For humanoids, sim-to-real gaps widen due to balance dynamics and ground-contact modeling. GR00T N1 used a three-tier data pyramid: 1 million synthetic episodes (Isaac Sim), 100K human video clips (YouTube), and 10K real teleoperation trajectories. The authors report that removing real data dropped task success from 73% to 51%, while removing synthetic data reduced success to 64%—both modalities are necessary^[1].
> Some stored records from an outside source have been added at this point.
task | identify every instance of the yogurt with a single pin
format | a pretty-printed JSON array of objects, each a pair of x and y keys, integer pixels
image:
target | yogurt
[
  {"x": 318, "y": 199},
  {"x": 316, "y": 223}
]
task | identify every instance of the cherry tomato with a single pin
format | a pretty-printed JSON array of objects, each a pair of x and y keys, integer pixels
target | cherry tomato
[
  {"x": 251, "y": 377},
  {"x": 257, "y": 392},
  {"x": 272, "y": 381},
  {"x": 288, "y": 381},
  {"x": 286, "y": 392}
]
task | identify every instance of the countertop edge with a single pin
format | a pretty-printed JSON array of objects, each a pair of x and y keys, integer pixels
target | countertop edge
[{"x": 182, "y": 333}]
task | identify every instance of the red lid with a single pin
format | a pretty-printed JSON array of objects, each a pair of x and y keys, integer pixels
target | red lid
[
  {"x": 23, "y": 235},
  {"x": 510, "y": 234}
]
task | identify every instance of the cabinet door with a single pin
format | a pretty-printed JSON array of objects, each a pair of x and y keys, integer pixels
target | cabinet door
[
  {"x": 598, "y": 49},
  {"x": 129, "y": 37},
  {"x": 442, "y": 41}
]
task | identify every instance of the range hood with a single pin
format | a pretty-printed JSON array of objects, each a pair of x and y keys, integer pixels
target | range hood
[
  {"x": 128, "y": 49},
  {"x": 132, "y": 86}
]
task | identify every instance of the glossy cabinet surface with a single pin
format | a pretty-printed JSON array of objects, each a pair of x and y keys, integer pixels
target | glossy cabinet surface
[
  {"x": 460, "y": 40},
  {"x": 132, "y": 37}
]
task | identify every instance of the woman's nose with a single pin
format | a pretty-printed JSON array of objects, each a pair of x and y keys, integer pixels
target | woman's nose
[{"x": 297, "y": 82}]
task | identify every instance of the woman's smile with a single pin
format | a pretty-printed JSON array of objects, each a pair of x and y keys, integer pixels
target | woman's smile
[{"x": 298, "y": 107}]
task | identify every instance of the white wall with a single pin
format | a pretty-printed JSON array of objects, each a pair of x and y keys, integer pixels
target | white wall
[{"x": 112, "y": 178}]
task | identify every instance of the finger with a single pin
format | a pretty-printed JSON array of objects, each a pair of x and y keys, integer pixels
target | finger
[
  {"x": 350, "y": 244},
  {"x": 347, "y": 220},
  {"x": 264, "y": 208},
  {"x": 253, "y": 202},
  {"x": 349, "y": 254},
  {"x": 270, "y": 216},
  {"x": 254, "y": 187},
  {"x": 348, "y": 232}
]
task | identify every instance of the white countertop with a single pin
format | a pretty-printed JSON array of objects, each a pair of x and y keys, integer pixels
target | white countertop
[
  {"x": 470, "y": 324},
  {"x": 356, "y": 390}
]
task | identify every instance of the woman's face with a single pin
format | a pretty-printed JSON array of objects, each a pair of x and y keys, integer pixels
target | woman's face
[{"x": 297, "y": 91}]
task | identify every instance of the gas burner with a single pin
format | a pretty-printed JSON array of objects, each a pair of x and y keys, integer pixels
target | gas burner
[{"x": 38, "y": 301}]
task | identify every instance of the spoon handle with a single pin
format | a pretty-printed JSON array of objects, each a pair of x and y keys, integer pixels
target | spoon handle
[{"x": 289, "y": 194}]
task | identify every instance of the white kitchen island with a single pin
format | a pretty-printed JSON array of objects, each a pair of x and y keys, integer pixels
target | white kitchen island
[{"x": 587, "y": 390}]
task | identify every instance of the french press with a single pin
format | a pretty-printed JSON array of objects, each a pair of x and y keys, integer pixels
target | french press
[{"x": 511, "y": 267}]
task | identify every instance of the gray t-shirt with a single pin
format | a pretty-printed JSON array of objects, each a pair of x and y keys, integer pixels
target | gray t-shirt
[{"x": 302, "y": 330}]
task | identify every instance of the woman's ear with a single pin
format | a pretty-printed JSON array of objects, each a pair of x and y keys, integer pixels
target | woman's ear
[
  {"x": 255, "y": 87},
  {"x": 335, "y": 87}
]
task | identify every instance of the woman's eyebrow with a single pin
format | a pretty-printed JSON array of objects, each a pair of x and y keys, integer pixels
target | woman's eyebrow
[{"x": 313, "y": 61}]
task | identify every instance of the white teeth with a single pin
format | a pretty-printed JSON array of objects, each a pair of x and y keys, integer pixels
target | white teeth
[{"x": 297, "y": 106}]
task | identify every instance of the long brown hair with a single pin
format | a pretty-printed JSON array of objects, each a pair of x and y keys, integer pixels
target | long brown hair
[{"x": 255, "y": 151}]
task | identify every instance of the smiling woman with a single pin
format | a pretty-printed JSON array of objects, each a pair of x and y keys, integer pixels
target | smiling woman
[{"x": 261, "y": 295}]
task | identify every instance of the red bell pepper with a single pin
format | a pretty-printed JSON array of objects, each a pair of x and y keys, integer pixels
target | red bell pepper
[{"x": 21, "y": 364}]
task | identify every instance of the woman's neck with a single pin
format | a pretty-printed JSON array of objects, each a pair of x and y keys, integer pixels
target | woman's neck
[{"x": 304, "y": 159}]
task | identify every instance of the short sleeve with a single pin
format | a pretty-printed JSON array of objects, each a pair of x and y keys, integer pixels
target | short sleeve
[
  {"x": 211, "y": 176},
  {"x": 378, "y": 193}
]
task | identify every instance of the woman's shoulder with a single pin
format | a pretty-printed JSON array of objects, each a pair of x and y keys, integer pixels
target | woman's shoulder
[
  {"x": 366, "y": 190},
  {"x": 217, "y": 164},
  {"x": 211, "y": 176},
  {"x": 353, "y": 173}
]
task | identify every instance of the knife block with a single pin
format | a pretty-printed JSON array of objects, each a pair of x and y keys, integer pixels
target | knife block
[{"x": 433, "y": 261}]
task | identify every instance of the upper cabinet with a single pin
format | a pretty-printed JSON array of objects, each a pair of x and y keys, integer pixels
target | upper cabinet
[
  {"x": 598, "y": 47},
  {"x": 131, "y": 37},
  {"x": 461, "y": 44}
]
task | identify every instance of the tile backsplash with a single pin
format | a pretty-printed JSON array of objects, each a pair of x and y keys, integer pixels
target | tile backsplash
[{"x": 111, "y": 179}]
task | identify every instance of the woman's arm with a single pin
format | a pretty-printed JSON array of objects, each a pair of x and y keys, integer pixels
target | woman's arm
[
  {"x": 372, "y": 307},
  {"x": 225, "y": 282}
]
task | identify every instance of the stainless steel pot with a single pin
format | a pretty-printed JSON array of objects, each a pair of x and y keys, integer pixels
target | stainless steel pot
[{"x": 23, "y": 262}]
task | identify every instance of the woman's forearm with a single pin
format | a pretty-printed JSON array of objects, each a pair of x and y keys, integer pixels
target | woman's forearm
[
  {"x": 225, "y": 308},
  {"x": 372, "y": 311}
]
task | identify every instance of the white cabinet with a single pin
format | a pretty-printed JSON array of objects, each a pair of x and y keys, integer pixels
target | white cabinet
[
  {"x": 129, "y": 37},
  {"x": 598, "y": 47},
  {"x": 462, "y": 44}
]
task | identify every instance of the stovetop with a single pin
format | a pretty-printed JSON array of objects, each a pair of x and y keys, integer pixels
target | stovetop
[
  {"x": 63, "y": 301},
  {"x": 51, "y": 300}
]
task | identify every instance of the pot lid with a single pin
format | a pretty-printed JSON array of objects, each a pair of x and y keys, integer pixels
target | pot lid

Truelabel's marketplace does not provide synthetic data generation but connects buyers to collectors who can capture real-world validation sets for sim-to-real benchmarking. Scale AI's Physical AI platform offers integrated sim-to-real pipelines but requires buyers to adopt their proprietary toolchain. Truelabel's model lets buyers use any simulator (RoboSuite, ManiSkill, Isaac Sim) and source real validation data independently, preserving workflow flexibility. Buyers specify sim-to-real validation requirements in bounties: target environments, task distributions, and minimum episode counts for statistical significance.

Data Licensing: Commercial Rights for Humanoid Foundation Models

Humanoid foundation models require commercial-use licenses for training data, but most open datasets carry research-only restrictions. Open X-Embodiment aggregates 22 datasets with heterogeneous licenses—some permit commercial use, others restrict to academic research, creating legal ambiguity for model builders^[3]. EPIC-KITCHENS-100 uses a custom non-commercial license prohibiting model commercialization^[18].

Creative Commons BY 4.0 permits commercial use but requires attribution, complicating deployment when models train on thousands of episodes from hundreds of contributors. RoboNet's dataset license allows commercial use but disclaims liability for data quality, leaving buyers exposed to downstream risks if trajectories contain errors or safety violations^[19].

Truelabel's marketplace provides standardized commercial licenses with explicit indemnification and quality guarantees. Collectors grant buyers perpetual commercial rights to delivered data, and truelabel's terms include liability caps and dispute resolution mechanisms. Provenance metadata tracks every contributor, enabling attribution compliance for jurisdictions requiring dataset transparency. For buyers building foundation models, this eliminates the legal overhead of negotiating individual licenses with dozens of data sources.

Quality Assurance: Validating Whole-Body Trajectory Integrity

Humanoid trajectory data requires validation beyond standard manipulation checks—policies must verify kinematic feasibility, balance stability, and temporal consistency across 30+ DOF action spaces. Common failure modes include: joint-limit violations (commanded angles exceed hardware limits), kinematic discontinuities (instantaneous velocity spikes), and sensor desynchronization (camera frames lag joint states by >50 ms).

DROID's quality pipeline filters episodes with >5 cm end-effector drift or >10° joint-angle discontinuities, removing 8% of collected data^[9]. BridgeData V2 applies similar heuristics but does not validate force-torque consistency or IMU-joint correlation, allowing physically implausible trajectories into the dataset. When OpenVLA trained on this data, 12% of generated actions violated joint limits during deployment, requiring runtime clipping that degraded task success^[10].

Truelabel's validation pipeline checks: (1) joint-limit compliance for buyer-specified embodiments, (2) kinematic continuity (max velocity/acceleration thresholds), (3) sensor timestamp alignment (<10 ms drift), (4) force-torque plausibility (contact forces consistent with object masses), and (5) balance stability (center-of-mass within support polygon for bipedal episodes). Collectors receive automated feedback on failed episodes, and buyers can specify custom validation rules in bounty requirements. The marketplace escrows payment until validation passes, aligning collector incentives with data quality.

Cost Structure: Per-Episode Economics for Humanoid Teleoperation

Humanoid teleoperation costs 3–8× more than tabletop manipulation due to hardware complexity, operator training, and longer episode durations. ALOHA's bimanual setup costs $32K for hardware plus $45–$80/hour for trained operators, yielding $8–$15 per 2-minute episode^[20]. Full-body humanoid teleoperation using motion-capture systems costs $180–$320/hour including equipment amortization, operator wages, and facility overhead—$12–$25 per 3-minute episode.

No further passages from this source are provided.